Los jóvenes estudiantes de Bachillerato del IES Martínez Vargas de Barbastro se han alzado con el segundo premio de la XI Competición Nacional de Simulación de Dirección Estratégica de Empresas. Se trata de un programa educativo que persigue el fomento del espíritu emprendedor entre jóvenes estudiantes de Bachillerato, convirtiéndoles durante 4 meses en auténticos directores de empresa. El concurso está organizado por la Fundación Junior Achievement, con el patrocinio de Hewlett-Packard, ING y madridEmprende.
Un total de 1.800 jóvenes de entre 16 y 20 años, procedentes de 73 centros educativos de 11 Comunidades Autónomas han participado en esta edición, a cuya final acudieron los 8 mejores equipos. El equipo barbastrense «Riik», formado por Alejandro Lisa, Rafa Riverola y José Bardaji, y coordinado por su profesor Saúl Moya, fue el segundo mejor y el único representante aragonés en la final.
La Competición Nacional de Simulación de Dirección Estratégica de Empresas pretende que los alumnos participantes lleven a la práctica los conocimientos teóricos aprendidos en matemáticas, dirección de empresas y economía. De este modo, durante el desarrollo del programa educativo los estudiantes pusieron en práctica su capacidad de decisión sobre asuntos clave como el volumen de producción, el precio de venta de sus productos, el gasto en publicidad, el presupuesto destinado a inversiones y a I+D.
Para los escolares barbastrenses éste es el primer año que cursan Economía de la Empresa y al parecer han aplicado perfectamente los conocimientos de su tutor. El concurso comenzó en noviembre y finalizó el 16 de abril en Madrid. Durante 4 meses, los 8 equipos finalistas demostraron sus habilidades directivas para intentar llevar a buen puerto sus proyectos; sin embargo, en la fase final se tuvieron que enfrentar a un mercado muy hostil: tuvieron que ser capaces de competir en un mercado muy vanguardista, con un producto decididamente obsoleto.

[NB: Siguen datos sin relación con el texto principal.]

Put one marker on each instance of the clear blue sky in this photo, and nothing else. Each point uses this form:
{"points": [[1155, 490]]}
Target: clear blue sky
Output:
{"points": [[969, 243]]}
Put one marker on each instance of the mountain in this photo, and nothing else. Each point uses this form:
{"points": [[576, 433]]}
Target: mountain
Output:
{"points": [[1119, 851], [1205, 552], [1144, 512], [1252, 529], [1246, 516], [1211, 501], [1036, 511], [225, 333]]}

La ‘empresa’ barbastrense consiguió beneficios hasta el final, en el que ya tuvo pérdidas, frente a otras ‘empresas’ que cosecharon bancarrotas. «Teníamos un producto imaginario y teníamos que saber administrarlo y saber venderlo bien a pesar de que el producto se iba quedando obsoleto con el tiempo y cada vez había menos compradores. Empezamos produciendo mucho y subiendo el precio hasta que se pudo y luego empezamos a perder. Fuimos los que menos perdimos, aunque en época de crisis como ahora es lo normal. Cuando los mercados se desmoronan el éxito está en perder lo menos posible», señalan, como máxima aprendida de este concurso.

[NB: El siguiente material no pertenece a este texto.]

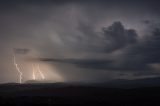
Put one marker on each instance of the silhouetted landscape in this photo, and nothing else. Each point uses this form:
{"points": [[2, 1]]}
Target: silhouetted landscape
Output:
{"points": [[81, 94], [80, 52]]}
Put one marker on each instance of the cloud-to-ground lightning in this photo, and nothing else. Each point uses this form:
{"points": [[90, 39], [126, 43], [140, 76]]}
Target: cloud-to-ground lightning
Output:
{"points": [[18, 69], [35, 69], [33, 73], [42, 75]]}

De los tres alumnos, al menos a uno le ha despertado «el gusanillo por emprender y conocer ese mundo, por eso quiero estudiar Administración de Empresas y si hay suerte me gustaría avanzar con algún proyecto», señala Rafa Riverola. El resto optan por la Historia o Ciencias Ambientales aunque valora la experiencia.
Escuela de emprendedores
Este no es el primer premio que este centro consigue en materia empresarial. En 2011, un grupo de alumnos del instituto barbastrense se alzó con la victoria en la décima competición nacional de Dirección Estratégica de Empresas de Junior Achievement en la categoría de Principiantes.
Además otro grupo está participando en un concurso similar y tiene opciones de ganar.
El profesor de estos alumnos destaca la convocatoria de estos certámenes y que los chavales puedan participar en ellos porque sirven para estimular su capacidad emprendedora como una vía laboral posible. «En España todavía tenemos la idea de que vamos a trabajar para otras personas y jefes, pero cuanto peor se ponen las cosas en el mundo laboral más tenemos que buscar ideas propias que nos pueda ayudar a tener un empleo y llegar a ser nuestros propios jefes», afirma el docente.